Here’s the honeymoon: they went out for dinner to some Hungarian restaurant (we have a picture taken by the roving photographer) and then to a hotel. But remember, it was a 24 hour pass. So Jack had to leave at midnight to get the train to get back to Fort Dix on time, I guess by 6 AM. So here’s Shirl, on her honeymoon, alone in the hotel room in the middle of the night. After an hour or so, there’s a knock on the door, and to her amazement, there stands one of her new sisters-in-law, telling her that, since there’s a shortage of hotel rooms in New York, due to the war and the holiday, and she’s knows that Jack’s just left, can she spend the night here? Really.

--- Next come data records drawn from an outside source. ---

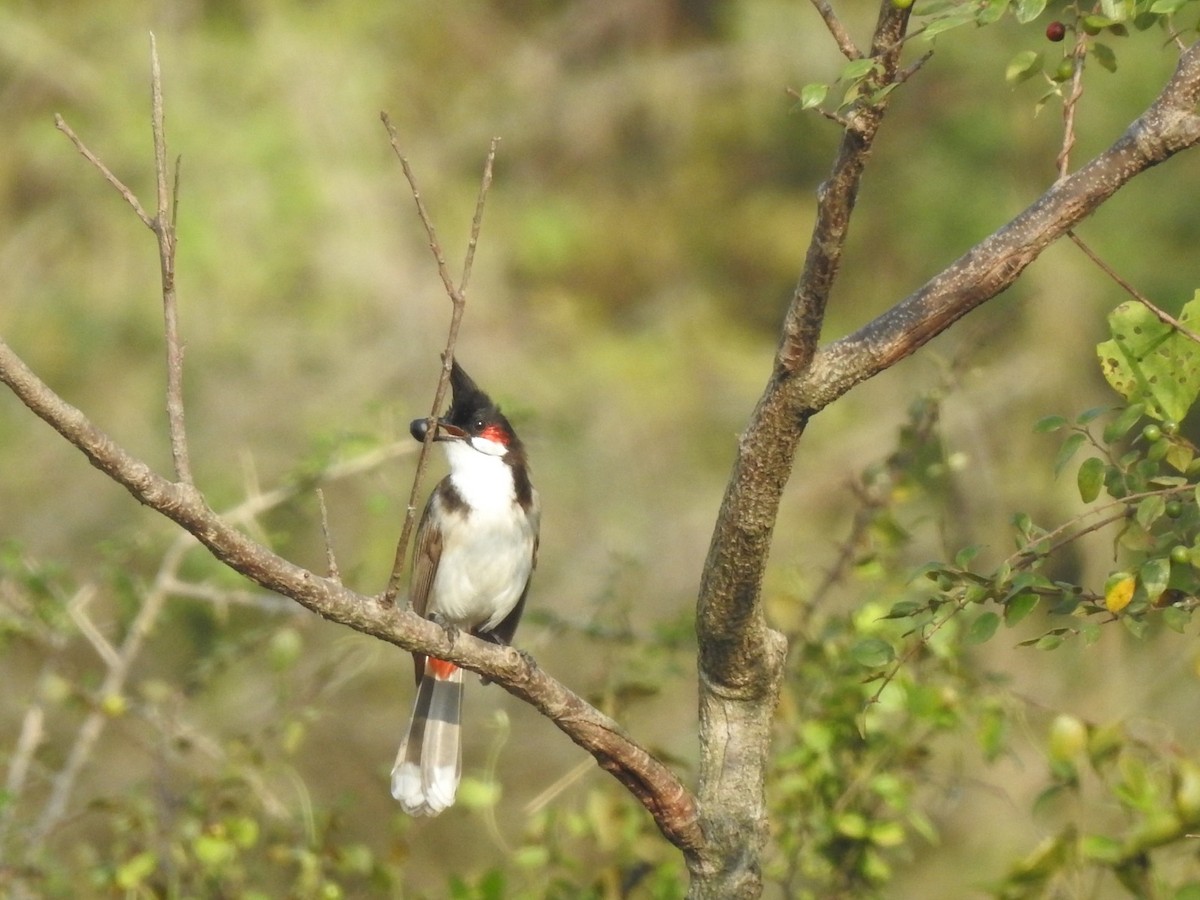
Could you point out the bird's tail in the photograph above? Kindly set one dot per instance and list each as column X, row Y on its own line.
column 430, row 760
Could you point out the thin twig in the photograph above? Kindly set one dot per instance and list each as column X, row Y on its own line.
column 78, row 611
column 459, row 304
column 1159, row 313
column 845, row 42
column 33, row 731
column 435, row 247
column 330, row 558
column 1071, row 102
column 165, row 228
column 60, row 124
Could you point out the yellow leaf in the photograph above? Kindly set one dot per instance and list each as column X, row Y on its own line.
column 1119, row 593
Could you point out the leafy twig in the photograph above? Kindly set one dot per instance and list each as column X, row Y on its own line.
column 1071, row 102
column 1159, row 313
column 840, row 35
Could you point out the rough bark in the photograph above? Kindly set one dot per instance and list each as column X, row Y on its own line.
column 741, row 657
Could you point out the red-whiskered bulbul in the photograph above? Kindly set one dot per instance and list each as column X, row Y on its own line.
column 475, row 549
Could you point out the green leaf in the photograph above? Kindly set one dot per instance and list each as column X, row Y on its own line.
column 813, row 95
column 1024, row 65
column 1105, row 57
column 991, row 12
column 1067, row 450
column 1120, row 426
column 1150, row 510
column 857, row 69
column 1019, row 606
column 1049, row 641
column 1049, row 423
column 983, row 628
column 1153, row 576
column 873, row 653
column 904, row 609
column 1150, row 361
column 1029, row 10
column 964, row 557
column 1091, row 479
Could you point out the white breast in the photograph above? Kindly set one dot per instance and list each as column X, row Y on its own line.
column 486, row 552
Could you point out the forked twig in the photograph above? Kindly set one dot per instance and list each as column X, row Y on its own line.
column 840, row 35
column 459, row 304
column 163, row 227
column 1071, row 103
column 330, row 557
column 130, row 198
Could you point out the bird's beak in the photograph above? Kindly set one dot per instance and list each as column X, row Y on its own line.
column 445, row 431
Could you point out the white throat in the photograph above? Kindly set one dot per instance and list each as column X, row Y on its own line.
column 483, row 480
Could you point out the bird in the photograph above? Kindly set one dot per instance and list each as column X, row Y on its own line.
column 475, row 551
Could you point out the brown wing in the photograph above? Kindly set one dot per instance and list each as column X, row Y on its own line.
column 503, row 633
column 426, row 553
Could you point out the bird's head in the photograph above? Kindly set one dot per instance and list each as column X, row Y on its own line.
column 472, row 419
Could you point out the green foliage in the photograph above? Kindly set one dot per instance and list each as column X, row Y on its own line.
column 1151, row 361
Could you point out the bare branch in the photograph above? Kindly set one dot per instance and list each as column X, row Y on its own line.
column 165, row 228
column 658, row 789
column 1071, row 102
column 330, row 558
column 78, row 611
column 1169, row 126
column 459, row 304
column 845, row 42
column 1162, row 315
column 835, row 203
column 60, row 124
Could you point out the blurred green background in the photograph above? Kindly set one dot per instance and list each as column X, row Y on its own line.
column 654, row 189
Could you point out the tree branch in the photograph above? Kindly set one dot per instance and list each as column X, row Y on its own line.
column 741, row 657
column 658, row 789
column 1167, row 127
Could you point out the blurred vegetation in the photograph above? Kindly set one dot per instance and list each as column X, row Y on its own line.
column 653, row 197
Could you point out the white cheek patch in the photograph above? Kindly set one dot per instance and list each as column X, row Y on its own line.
column 486, row 445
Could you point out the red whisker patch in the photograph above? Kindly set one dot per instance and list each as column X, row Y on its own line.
column 495, row 432
column 441, row 669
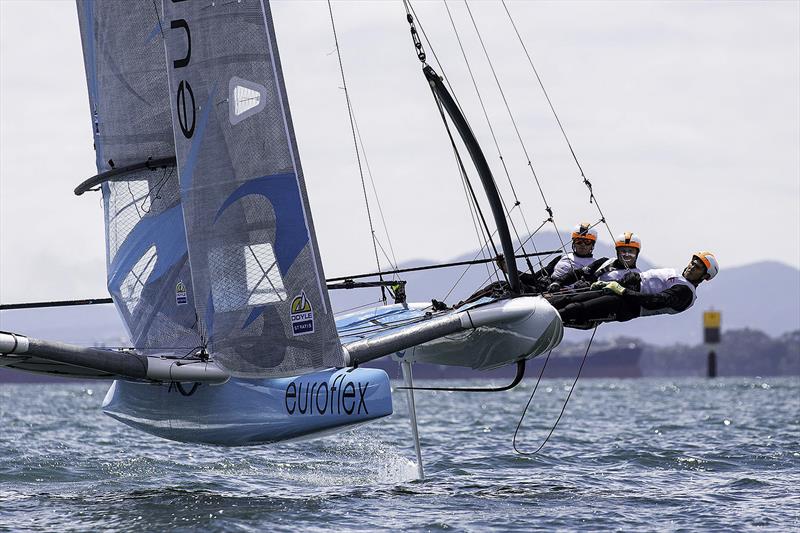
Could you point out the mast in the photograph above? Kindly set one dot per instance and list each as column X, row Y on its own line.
column 479, row 160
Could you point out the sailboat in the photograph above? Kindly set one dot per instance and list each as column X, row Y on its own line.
column 212, row 260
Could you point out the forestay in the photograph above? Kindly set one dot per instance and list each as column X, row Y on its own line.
column 147, row 263
column 261, row 298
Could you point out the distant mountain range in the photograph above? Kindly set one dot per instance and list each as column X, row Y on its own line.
column 763, row 296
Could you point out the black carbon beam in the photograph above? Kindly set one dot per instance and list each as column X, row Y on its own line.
column 118, row 174
column 57, row 303
column 485, row 173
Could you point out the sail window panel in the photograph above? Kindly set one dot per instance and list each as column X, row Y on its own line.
column 245, row 276
column 134, row 282
column 128, row 203
column 245, row 99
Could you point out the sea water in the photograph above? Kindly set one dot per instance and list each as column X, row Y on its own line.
column 652, row 454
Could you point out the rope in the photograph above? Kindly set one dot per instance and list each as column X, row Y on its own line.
column 355, row 145
column 592, row 197
column 393, row 260
column 517, row 202
column 563, row 408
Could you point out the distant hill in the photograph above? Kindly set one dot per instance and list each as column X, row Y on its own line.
column 763, row 296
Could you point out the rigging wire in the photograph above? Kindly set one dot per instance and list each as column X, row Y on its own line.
column 517, row 202
column 472, row 201
column 592, row 197
column 464, row 173
column 393, row 260
column 548, row 208
column 355, row 145
column 563, row 408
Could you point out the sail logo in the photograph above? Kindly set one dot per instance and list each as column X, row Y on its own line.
column 181, row 297
column 310, row 398
column 302, row 315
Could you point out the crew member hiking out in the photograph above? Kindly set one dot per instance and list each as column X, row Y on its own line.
column 623, row 269
column 565, row 273
column 663, row 291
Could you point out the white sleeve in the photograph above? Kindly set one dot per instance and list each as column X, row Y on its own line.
column 563, row 267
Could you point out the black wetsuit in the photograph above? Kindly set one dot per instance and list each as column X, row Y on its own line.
column 584, row 309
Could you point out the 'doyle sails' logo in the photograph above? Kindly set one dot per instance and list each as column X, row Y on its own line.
column 302, row 315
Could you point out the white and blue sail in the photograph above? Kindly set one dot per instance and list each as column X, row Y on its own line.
column 257, row 278
column 149, row 276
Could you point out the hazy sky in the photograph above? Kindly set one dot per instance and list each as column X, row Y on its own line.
column 684, row 115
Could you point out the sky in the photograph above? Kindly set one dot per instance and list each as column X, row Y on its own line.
column 685, row 116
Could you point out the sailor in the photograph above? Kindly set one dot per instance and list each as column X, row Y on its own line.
column 565, row 273
column 663, row 291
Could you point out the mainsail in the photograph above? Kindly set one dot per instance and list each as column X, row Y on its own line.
column 149, row 276
column 256, row 273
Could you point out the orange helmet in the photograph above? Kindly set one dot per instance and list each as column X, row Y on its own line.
column 708, row 259
column 628, row 239
column 584, row 230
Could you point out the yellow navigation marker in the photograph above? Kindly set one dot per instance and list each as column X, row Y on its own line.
column 712, row 319
column 711, row 326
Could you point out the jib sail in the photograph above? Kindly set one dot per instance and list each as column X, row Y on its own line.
column 257, row 277
column 147, row 262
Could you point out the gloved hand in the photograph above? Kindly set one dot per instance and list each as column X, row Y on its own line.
column 614, row 287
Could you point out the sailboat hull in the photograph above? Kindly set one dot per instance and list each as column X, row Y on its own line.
column 247, row 412
column 497, row 332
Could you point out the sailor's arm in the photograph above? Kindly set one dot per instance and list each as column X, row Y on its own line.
column 573, row 275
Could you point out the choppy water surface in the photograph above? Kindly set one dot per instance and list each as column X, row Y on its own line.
column 647, row 454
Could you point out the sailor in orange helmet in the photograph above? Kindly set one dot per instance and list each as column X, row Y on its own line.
column 663, row 291
column 622, row 269
column 566, row 271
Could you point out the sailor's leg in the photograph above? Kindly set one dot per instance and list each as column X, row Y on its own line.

My mother spent more of her honeymoon night with her husband’s sister than she did with her husband.
Jack spent their first anniversary sleeping in the barn in France, surrounded by potatoes, soldiers, and shellfire. He spent the next 56 of them with her.
We didn’t celebrate Christmas as such when I was growing up, no tree or anything, but each year we would go out to dinner, or into the city to see a show. Maybe that’s why I felt Christmas was still a special day, even though it wasn’t really a holiday for us. It was the day we celebrated Shirl and Jack. Since I’ve been married (and for a couple of years before, so now that’s 27 years) I celebrate Christmas with my in-laws, although I would stop by to see Shirl and Jack in the morning to wish them a happy anniversary. Since my in-laws moved a couple of hours away, I haven’t had time to fit in both. Don’t know what I’ll do tomorrow. It may snow hard, eliminating the drive to south Jersey all together. I could spend the day with Jack, if I wanted to.
What will it be for him, Christmas 2002? Does he miss her? Is he glad her suffering is over? Does he wish that his was, too? Will he even stop and notice the day, or mention it to anyone? This is the generation that won the war, remember. They don’t let those pesky emotions get in their way. They just do what they’ve got to do.
I’ve said it before and I’ll say it again: Jack is the best, and he is my hero. Let the day be whatever he wants it to be, and let it be easy for him. He’s earned it.
Merry Christmas to all. Happy Anniversary to one.